L'argument adverse est direct, et il est solide : n'importe quel court-métrage généré aujourd'hui dépasse techniquement ce film, et l'authenticité ne rend pas une image regardable. Surtout, un film en salle n'est pas un projet personnel exposé dans un salon, c'est un produit vendu à des gens venus voir un film. Que l'auteur ait sué cinq ans ne fait pas partie de ce que le spectateur achète, et le dossier de distribution vantait un lavis traditionnel dessiné à la main que le film ne livre pas.
Dalian efface le film de ses écrans

Le visa d'exploitation, délivré le 25 août 2025 : 86 minutes, son 5.1, diffusion en Chine et à l'étranger.
Document de l'Administration nationale du cinéma
C'est le passage le plus embarrassant de l'affaire. À Dalian, ville de la société de production, le film disparaît des écrans dès le 15 août : les auteurs sont de Dalian, et l'on craint pour l'image de la ville. Le 16, une capture d'écran annonçant un retrait national circule ; les cinémas contactés dans plusieurs villes répondent tous n'avoir rien reçu et continuer à programmer. Le même jour, le réalisateur publie un message annonçant que l'étape en salle s'achève et reconnaissant que le film a beaucoup à améliorer, alors que les séances continuent et que les recettes explosent.

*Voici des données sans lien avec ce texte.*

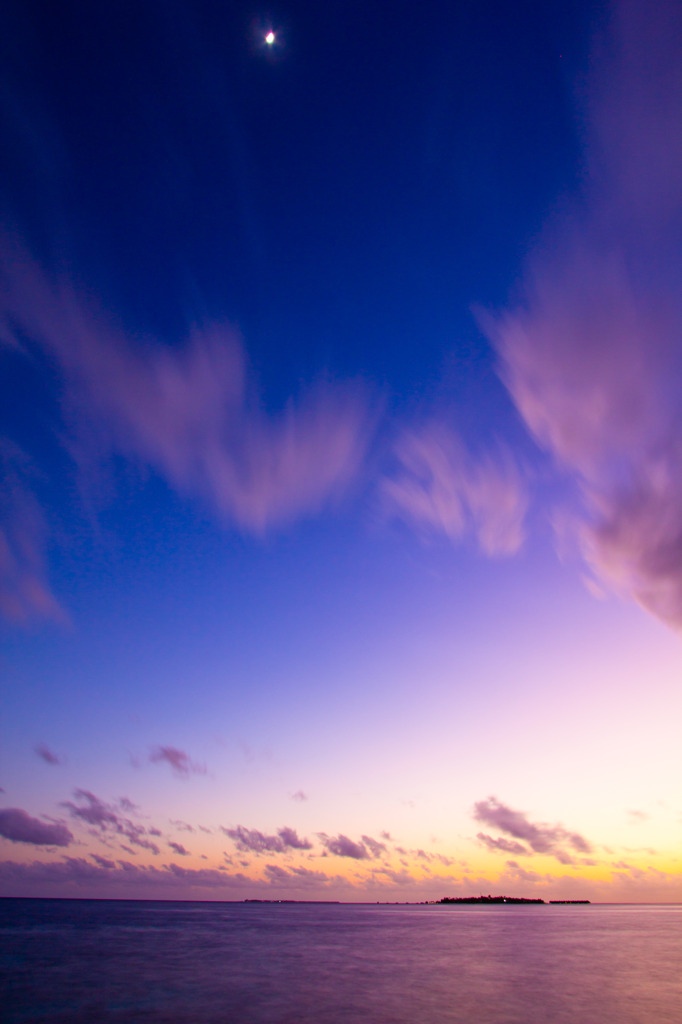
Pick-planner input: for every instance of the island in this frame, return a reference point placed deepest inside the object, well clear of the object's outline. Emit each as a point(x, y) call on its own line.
point(488, 899)
point(505, 899)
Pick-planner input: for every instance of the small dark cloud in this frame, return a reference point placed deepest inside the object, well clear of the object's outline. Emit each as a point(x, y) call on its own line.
point(253, 841)
point(48, 756)
point(375, 848)
point(502, 845)
point(102, 861)
point(18, 826)
point(179, 762)
point(341, 846)
point(107, 818)
point(542, 838)
point(181, 825)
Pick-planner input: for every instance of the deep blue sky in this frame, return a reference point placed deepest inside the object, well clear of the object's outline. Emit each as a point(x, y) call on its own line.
point(339, 445)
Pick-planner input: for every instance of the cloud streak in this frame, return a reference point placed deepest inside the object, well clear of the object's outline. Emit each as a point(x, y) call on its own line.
point(439, 488)
point(48, 756)
point(18, 826)
point(252, 841)
point(592, 354)
point(179, 762)
point(25, 591)
point(189, 413)
point(543, 839)
point(107, 819)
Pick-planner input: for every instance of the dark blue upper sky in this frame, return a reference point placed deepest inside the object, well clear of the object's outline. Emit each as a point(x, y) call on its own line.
point(343, 199)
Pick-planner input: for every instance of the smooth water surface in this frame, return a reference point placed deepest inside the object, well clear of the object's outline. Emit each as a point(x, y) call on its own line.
point(77, 961)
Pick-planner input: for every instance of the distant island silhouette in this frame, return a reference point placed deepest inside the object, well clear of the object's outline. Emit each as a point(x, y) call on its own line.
point(504, 899)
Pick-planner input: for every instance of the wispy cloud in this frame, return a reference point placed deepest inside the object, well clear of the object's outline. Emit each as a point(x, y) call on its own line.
point(439, 487)
point(48, 756)
point(25, 589)
point(18, 826)
point(553, 840)
point(501, 845)
point(256, 842)
point(341, 846)
point(592, 355)
point(107, 818)
point(180, 763)
point(190, 413)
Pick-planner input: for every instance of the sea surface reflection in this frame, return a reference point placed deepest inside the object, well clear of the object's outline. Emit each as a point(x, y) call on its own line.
point(77, 961)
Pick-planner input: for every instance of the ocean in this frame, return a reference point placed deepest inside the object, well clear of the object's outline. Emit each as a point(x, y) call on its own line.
point(99, 961)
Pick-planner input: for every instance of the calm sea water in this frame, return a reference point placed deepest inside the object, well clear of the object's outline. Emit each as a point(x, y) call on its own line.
point(77, 961)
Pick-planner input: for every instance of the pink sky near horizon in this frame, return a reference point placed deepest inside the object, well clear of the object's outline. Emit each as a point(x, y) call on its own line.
point(303, 636)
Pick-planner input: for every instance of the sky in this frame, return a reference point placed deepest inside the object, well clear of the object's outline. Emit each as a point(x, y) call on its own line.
point(341, 450)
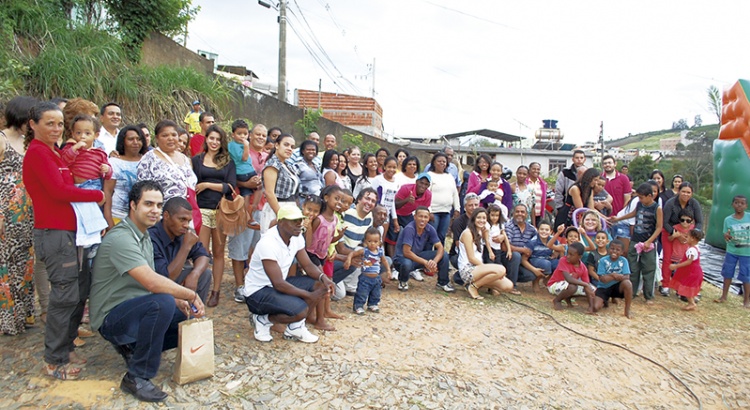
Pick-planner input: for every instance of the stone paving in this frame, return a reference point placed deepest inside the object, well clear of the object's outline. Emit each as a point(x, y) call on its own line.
point(429, 350)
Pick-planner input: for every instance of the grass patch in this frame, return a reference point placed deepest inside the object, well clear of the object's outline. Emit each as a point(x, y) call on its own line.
point(46, 55)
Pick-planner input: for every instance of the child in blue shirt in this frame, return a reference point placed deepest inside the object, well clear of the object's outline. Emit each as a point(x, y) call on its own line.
point(239, 151)
point(369, 284)
point(614, 278)
point(543, 260)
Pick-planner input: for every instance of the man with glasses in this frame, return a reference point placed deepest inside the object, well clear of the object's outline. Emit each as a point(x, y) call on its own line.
point(451, 168)
point(618, 184)
point(206, 120)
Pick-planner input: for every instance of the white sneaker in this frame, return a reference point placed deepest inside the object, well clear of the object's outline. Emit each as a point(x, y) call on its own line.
point(298, 331)
point(262, 325)
point(238, 296)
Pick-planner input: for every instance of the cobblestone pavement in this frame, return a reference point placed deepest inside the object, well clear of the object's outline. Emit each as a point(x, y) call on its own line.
point(430, 350)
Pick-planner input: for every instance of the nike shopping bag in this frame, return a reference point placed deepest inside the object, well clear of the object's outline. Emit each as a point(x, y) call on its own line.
point(195, 351)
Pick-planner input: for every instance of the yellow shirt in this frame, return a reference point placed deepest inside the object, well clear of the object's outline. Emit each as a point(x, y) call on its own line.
point(193, 122)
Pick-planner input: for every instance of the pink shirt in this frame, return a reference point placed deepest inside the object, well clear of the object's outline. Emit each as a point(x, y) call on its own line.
point(578, 272)
point(259, 162)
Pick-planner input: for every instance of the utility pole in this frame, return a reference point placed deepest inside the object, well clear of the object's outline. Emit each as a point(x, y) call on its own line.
point(282, 50)
point(601, 138)
point(373, 77)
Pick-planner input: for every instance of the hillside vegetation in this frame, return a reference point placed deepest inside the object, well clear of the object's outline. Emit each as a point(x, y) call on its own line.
point(46, 53)
point(650, 140)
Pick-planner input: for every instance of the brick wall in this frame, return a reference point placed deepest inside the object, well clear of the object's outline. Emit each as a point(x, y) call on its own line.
point(159, 49)
point(351, 110)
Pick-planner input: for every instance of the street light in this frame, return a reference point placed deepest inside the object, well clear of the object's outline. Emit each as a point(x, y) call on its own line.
point(282, 46)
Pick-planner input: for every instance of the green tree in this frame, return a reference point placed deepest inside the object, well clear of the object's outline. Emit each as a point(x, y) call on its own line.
point(137, 18)
point(714, 102)
point(309, 121)
point(640, 169)
point(349, 140)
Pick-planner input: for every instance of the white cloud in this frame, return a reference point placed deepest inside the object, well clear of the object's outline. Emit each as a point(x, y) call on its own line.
point(444, 67)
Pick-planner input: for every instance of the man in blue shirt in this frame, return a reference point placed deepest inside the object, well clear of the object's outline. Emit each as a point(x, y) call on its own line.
point(451, 168)
point(418, 246)
point(175, 243)
point(519, 234)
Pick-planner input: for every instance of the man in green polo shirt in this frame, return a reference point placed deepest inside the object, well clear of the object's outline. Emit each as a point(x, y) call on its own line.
point(132, 306)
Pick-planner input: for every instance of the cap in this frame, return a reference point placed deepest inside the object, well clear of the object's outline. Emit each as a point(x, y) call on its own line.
point(290, 212)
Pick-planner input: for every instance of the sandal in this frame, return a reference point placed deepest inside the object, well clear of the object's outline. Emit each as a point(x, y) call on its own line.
point(213, 298)
point(76, 359)
point(63, 371)
point(473, 291)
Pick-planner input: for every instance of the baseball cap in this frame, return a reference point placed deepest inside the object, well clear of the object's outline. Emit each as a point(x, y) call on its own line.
point(289, 212)
point(424, 175)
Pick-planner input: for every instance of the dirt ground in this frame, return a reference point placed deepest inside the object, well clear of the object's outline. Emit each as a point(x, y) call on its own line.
point(429, 350)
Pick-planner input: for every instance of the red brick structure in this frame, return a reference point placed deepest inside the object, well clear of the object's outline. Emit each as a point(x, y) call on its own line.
point(361, 113)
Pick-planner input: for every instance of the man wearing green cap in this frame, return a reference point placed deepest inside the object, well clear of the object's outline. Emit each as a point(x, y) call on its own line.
point(271, 296)
point(192, 118)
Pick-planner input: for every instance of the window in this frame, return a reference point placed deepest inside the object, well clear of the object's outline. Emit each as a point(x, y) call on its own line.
point(556, 165)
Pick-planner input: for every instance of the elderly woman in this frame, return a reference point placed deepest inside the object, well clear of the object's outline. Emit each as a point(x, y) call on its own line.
point(369, 173)
point(50, 185)
point(280, 182)
point(310, 178)
point(410, 168)
point(683, 200)
point(444, 195)
point(474, 272)
point(217, 177)
point(480, 174)
point(131, 145)
point(169, 167)
point(16, 224)
point(354, 168)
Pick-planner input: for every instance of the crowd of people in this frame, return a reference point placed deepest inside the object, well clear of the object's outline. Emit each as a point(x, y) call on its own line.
point(129, 223)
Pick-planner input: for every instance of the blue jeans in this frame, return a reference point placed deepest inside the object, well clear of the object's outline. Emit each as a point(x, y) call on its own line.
point(514, 271)
point(269, 301)
point(368, 290)
point(339, 273)
point(150, 323)
point(546, 265)
point(441, 222)
point(406, 265)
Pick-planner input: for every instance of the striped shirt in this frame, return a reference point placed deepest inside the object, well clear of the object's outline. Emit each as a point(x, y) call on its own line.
point(287, 181)
point(86, 163)
point(355, 228)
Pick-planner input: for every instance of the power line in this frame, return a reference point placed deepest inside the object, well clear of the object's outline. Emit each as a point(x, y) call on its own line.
point(486, 20)
point(310, 32)
point(315, 57)
point(320, 46)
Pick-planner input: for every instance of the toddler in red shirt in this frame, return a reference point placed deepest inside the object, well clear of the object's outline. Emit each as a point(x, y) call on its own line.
point(571, 278)
point(88, 166)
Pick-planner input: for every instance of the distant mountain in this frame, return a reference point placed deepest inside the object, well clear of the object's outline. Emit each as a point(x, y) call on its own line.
point(650, 140)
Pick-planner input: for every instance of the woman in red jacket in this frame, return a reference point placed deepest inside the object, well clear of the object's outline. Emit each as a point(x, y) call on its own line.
point(50, 184)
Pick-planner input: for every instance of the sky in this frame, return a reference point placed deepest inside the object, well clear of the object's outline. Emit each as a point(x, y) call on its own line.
point(442, 67)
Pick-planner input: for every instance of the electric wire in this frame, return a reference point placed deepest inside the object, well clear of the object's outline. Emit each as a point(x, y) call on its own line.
point(312, 53)
point(674, 376)
point(317, 43)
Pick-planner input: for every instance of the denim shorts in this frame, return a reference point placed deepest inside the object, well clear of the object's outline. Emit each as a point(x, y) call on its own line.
point(730, 262)
point(621, 230)
point(269, 301)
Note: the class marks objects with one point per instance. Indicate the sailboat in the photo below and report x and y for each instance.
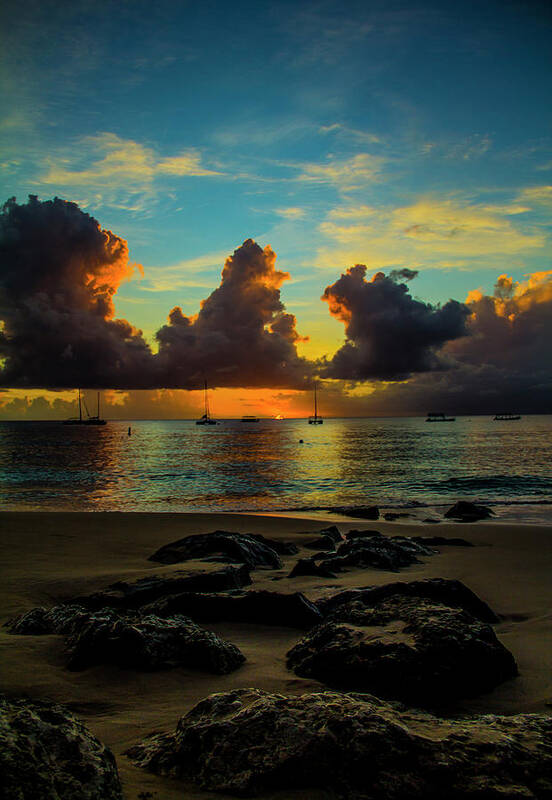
(89, 420)
(206, 418)
(315, 419)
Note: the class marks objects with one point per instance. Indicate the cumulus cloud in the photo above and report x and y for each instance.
(390, 335)
(503, 364)
(59, 272)
(242, 335)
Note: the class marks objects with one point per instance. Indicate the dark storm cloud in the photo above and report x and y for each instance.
(58, 273)
(504, 364)
(390, 335)
(242, 335)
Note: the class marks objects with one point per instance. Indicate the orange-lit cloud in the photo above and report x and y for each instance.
(389, 334)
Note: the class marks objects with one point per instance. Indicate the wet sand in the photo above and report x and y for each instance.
(49, 557)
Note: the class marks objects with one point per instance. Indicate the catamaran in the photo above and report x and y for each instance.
(89, 419)
(206, 418)
(438, 416)
(315, 419)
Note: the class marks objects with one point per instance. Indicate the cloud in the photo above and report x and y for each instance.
(59, 272)
(119, 171)
(427, 232)
(242, 335)
(346, 174)
(537, 195)
(390, 335)
(291, 213)
(502, 365)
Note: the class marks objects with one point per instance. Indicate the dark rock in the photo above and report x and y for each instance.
(361, 534)
(253, 551)
(62, 619)
(362, 512)
(411, 649)
(450, 593)
(308, 566)
(149, 643)
(146, 590)
(468, 512)
(378, 551)
(282, 548)
(249, 741)
(47, 754)
(441, 541)
(262, 608)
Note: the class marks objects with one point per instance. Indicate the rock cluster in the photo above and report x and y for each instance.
(47, 754)
(131, 641)
(152, 588)
(246, 741)
(464, 511)
(423, 642)
(258, 607)
(363, 549)
(251, 549)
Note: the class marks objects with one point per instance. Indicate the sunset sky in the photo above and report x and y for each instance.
(413, 138)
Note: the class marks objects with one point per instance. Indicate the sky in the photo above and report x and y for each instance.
(221, 171)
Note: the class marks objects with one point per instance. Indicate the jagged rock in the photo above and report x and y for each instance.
(409, 648)
(376, 551)
(60, 619)
(308, 566)
(47, 754)
(465, 511)
(442, 541)
(146, 590)
(258, 607)
(282, 548)
(363, 512)
(253, 551)
(149, 643)
(248, 741)
(361, 534)
(131, 639)
(445, 591)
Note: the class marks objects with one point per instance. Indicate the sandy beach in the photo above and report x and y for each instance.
(50, 557)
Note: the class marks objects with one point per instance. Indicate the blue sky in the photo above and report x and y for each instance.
(387, 133)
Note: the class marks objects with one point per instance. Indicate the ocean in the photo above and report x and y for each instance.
(402, 464)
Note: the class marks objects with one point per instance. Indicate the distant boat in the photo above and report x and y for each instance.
(206, 418)
(90, 419)
(315, 419)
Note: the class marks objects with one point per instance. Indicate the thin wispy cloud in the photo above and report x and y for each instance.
(293, 212)
(428, 232)
(346, 174)
(116, 169)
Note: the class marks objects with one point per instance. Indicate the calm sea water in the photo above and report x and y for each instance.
(235, 466)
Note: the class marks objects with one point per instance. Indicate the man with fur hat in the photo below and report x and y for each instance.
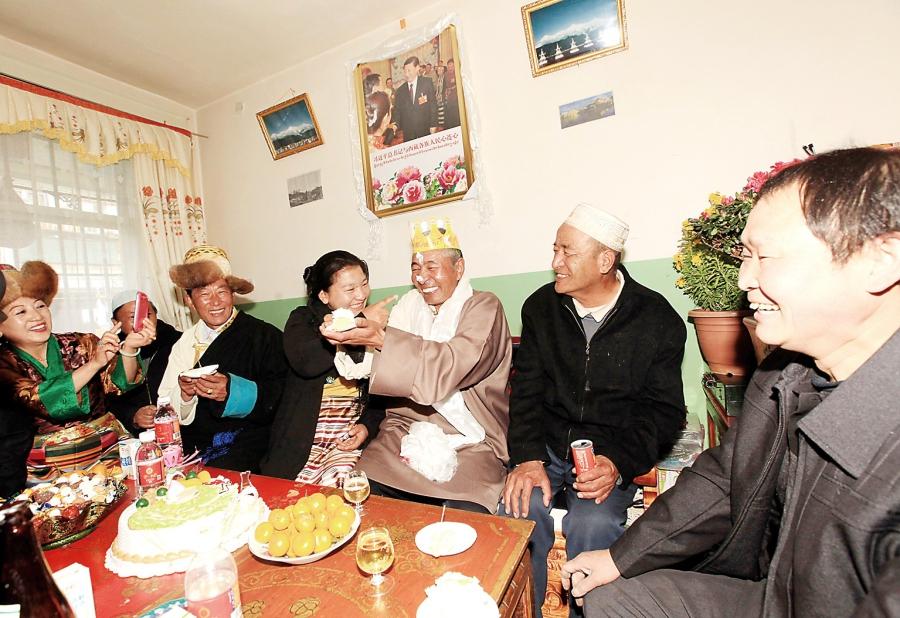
(226, 414)
(136, 408)
(443, 360)
(600, 360)
(59, 381)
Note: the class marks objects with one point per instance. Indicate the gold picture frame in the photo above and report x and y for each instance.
(563, 33)
(413, 127)
(290, 127)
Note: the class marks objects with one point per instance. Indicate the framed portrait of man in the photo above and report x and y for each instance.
(413, 128)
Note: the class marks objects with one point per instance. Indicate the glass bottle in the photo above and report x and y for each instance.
(148, 464)
(25, 579)
(211, 585)
(168, 432)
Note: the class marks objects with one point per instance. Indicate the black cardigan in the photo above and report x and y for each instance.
(311, 361)
(623, 391)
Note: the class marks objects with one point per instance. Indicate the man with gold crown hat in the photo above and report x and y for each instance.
(443, 362)
(226, 414)
(600, 360)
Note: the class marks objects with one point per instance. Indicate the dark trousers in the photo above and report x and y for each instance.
(392, 492)
(586, 526)
(676, 594)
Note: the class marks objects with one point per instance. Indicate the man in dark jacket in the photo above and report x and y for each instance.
(600, 359)
(135, 408)
(796, 513)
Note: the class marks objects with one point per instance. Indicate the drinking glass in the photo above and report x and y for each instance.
(375, 555)
(356, 489)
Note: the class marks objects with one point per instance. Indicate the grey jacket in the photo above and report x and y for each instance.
(835, 550)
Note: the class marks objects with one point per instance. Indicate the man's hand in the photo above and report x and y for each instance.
(188, 387)
(355, 437)
(519, 483)
(366, 333)
(598, 482)
(379, 311)
(213, 386)
(143, 418)
(587, 571)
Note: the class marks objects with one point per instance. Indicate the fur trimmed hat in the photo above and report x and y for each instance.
(35, 279)
(203, 265)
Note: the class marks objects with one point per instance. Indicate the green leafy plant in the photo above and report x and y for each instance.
(708, 258)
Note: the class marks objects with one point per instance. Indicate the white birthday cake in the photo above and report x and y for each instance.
(161, 533)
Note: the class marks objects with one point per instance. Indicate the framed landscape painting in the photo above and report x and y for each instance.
(562, 33)
(413, 127)
(290, 127)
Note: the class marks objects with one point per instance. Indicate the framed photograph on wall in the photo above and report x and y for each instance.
(290, 127)
(413, 128)
(562, 33)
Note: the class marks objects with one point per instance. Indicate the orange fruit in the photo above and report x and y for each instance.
(304, 523)
(317, 502)
(324, 540)
(263, 532)
(339, 527)
(321, 519)
(279, 519)
(279, 543)
(332, 502)
(303, 543)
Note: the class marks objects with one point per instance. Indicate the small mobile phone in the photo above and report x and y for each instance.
(141, 310)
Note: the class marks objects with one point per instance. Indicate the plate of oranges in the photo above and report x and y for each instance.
(305, 531)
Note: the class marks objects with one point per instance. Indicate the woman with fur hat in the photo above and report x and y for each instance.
(59, 380)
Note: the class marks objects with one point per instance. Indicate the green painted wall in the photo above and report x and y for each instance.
(512, 290)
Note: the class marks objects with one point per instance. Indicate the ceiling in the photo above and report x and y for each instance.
(193, 51)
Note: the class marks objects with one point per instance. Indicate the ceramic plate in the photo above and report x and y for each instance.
(261, 551)
(445, 538)
(199, 372)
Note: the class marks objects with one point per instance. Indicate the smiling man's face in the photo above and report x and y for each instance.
(436, 275)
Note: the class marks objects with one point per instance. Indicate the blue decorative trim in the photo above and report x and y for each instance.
(241, 397)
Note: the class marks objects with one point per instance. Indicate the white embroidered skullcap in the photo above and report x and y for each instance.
(599, 225)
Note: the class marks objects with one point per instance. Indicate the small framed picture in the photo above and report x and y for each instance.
(562, 33)
(290, 127)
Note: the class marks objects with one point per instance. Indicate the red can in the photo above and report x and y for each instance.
(583, 456)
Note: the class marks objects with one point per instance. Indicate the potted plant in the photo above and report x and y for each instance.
(708, 262)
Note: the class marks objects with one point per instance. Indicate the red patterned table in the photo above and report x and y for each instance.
(333, 586)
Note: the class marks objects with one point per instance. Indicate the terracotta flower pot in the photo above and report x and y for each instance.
(724, 342)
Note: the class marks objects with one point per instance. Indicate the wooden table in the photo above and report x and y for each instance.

Le visa d'exploitation, lui, est en règle : délivré le 25 août 2025, il couvre la période du 5 août au 4 septembre 2026, en Chine et à l'étranger. L'hypothèse d'une combine aux subventions culturelles locales, qui a circulé vite, a été vérifiée par plusieurs médias et ne tient pas : le calendrier ne colle pas, la société est une micro-entreprise sans capitaux extérieurs, et aucune demande d'aide n'a été retrouvée. Un professionnel résume le malentendu sur le visa : le contrôle porte sur la conformité du contenu et la lisibilité de la copie, il ne juge pas si c'est bien fait.
Le film le plus rentable de l'histoire, et ce que le calcul oublie

Le 16 août, la plateforme affiche encore la recette du premier jour, 3 420 yuans, sous un cumul de 9,4 millions.
Capture d'écran de l'application Maoyan
Reprise par la presse anglophone à partir du 17 août, l'histoire s'est stabilisée sur un chiffre : plus de trois millions de dollars de recettes pour environ deux cents dollars de budget, soit le meilleur rapport de l'histoire du cinéma. Le calcul est fragile. Les estimations du coût vont de 1 680 à 160 000 yuans selon ce qu'on y met, et cinq ans de travail à temps plein de deux personnes ne valent pas zéro.
Le succès a fait une victime bruyante : le réalisateur d'un film policier sorti cet été, mal noté, a annoncé publiquement renoncer à l'exploitation en salle, ne comprenant pas qu'un film qu'il juge bâclé obtienne des centaines de séances quand le sien n'en a pas. Le phénomène s'est aussi nourri de ce qu'il dénonçait, puisque le film n'a aucune sortie numérique : les extraits qui circulent en ligne sont presque tous filmés en salle avec un téléphone. En Bourse, une société cotée dont le nom contient le caractère du bœuf a gagné 9,98 % le jour où le titre du film est devenu un mot d'ordre, et des jetons spéculatifs à son nom ont proliféré.
Le film est entré dans le top 10 des films d'animation chinois de l'année et sort à l'étranger, à commencer par la Malaisie. Il ne figurera dans aucune sélection de films pour comprendre la Chine, mais il aura fait comprendre quelque chose du pays qui l'a plébiscité. La leçon que tirent les exploitants, elle, est plus froide : la curiosité s'épuise, et rien dans cet épisode ne dit comment faire revenir durablement le public en salle.